Notificato ieri dai poliziotti delle Volanti della Questura di Messina il provvedimento con il quale il Questore Capoluongo ha sospeso, per la durata di giorni 15, l’autorizzazione di pubblico esercizio per la somministrazione al pubblico di alimenti e bevande di un esercizio commerciale messinese.

La misura è scattata a seguito di quanto accaduto nella notte tra il 31 ottobre e il 1° novembre scorsi, quando, durante una serata danzante con la partecipazione di circa 200 persone, una rissa scatenatasi all’interno e all’esterno del locale ha reso necessario l’intervento delle Volanti. I successivi accertamenti hanno evidenziato la mancanza di licenza e un’indiscriminata consumazione di bevande alcoliche da parte degli avventori, tra i quali si è registrata la presenza di minorenni e per alcuni dei quali si è reso necessario il trasferimento presso il pronto soccorso di un ospedale cittadino con diagnosi di abuso etilico.
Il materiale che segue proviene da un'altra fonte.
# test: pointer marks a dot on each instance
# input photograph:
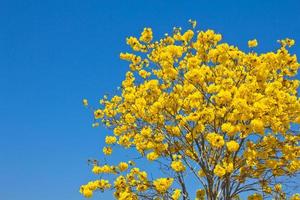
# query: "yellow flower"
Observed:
(232, 146)
(201, 173)
(123, 166)
(278, 187)
(87, 193)
(98, 114)
(228, 128)
(129, 118)
(257, 125)
(215, 140)
(163, 184)
(110, 139)
(146, 35)
(107, 150)
(252, 43)
(255, 197)
(295, 197)
(200, 194)
(176, 194)
(177, 166)
(152, 156)
(219, 171)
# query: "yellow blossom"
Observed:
(162, 184)
(252, 43)
(232, 146)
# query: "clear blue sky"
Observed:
(54, 53)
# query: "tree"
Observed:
(200, 108)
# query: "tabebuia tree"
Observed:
(205, 115)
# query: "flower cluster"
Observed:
(193, 104)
Evidente, infine, la violazione delle normative anti-Covid e il verificarsi di pericolosi assembramenti.

Un’attenta valutazione dei gravi disordini sopra descritti ed una precisa istruttoria condotta dall’Ufficio di Polizia Amministrativa PASI della Questura ha portato al provvedimento di sospensione dell’attività, già, in passato, oggetto di sanzioni. In particolare, lo scorso luglio il titolare dell’esercizio commerciale era stato contravvenzionato per aver violato la normativa anti-Covid e il locale sottoposto a chiusura per giorni tre. Pochi giorni dopo, ad agosto, lo stesso titolare veniva contravvenzionato per aver tenuto intrattenimenti senza autorizzazione e successivamente segnalato alla Procura della Repubblica per l’organizzazione di una serata danzante in assenza di licenza e di agibilità dei locali. Infine, era scattato il provvedimento di cessazione dell’attività di trattenimenti danzanti, puntualmente violato lo scorso ottobre.